5. The torso must be tall with the stomach and abdominal muscles pulled in in order to allow the spine to lengthen

6. The hips must be open and leading the movement of the horse, not locked or pinching with the legs around the horse


The position the rider places the pelvis can directly influence the length of the stride of the horse. If the pelvis is tilted from below, with the bottom part of the pelvis forward and the stomach pulled taught, the horse must come back in its stride, or slow the stride. The rider that tilts the pelvis so that the hips come up and over the withers will increase the stride of the horse. The half halt comes off the hips towards the hands. The rider that uses the seat to speak to the horse will create a sensitive, willing and ready partner.

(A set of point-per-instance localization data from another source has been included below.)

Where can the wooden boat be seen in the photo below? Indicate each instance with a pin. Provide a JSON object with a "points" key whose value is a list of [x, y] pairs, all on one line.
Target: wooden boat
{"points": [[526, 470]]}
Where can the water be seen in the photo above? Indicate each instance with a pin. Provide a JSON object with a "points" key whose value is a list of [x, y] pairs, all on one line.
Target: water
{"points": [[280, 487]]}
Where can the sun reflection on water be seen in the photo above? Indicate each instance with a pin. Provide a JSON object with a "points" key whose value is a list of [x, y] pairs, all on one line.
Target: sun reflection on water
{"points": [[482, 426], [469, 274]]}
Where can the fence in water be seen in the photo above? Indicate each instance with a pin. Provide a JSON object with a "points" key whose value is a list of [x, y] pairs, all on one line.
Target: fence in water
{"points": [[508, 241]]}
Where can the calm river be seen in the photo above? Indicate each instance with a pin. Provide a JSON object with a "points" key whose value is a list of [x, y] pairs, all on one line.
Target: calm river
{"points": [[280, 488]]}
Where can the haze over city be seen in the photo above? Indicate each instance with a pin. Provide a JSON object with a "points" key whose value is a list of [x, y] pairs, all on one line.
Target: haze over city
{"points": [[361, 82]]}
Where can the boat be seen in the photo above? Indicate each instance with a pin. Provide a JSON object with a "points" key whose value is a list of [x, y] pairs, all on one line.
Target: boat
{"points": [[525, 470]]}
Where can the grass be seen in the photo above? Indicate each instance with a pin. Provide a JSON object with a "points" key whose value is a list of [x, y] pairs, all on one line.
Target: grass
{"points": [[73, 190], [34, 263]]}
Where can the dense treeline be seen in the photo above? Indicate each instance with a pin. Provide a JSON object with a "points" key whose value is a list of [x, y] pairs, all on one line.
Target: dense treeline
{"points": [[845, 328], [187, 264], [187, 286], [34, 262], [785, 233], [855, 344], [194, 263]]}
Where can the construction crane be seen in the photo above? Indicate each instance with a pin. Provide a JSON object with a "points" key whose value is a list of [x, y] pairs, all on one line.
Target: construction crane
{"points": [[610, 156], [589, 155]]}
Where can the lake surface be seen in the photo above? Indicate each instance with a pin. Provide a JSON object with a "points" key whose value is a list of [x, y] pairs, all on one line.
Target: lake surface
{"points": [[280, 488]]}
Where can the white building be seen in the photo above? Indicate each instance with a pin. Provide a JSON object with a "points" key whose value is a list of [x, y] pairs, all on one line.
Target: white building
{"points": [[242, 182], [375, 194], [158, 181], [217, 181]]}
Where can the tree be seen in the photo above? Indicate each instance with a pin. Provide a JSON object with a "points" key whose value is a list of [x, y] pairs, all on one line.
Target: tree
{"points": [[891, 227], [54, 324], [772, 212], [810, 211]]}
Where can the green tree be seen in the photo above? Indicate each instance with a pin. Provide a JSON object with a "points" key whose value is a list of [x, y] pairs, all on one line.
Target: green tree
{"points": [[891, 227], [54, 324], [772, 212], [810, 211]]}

     For the rider to learn to sit is one thing,  but to learn to implement the seat as a riding aid is another. Look within your self for the solutions to your problems with the horses that you are riding. A rider with more self awareness of the seat, and how your balance and your use of the seat effects your horses balance and self carriage. The angle of your hips, the position of your legs, the softness of the thigh, the subtleuse of weight aids all speak to the horse. These aids speak volumes to the horse, either helping and freeing the horse the to use itself effortlessly, or burdening the horse and making its job more difficult. It is important to not blame the horse for your limitations. A rider cannot have a balanced seat on an out of balance moving horse anymore than your horse can have grace, self carriage, and balance with the a rider whose seat is off balance. One without the other does not exist.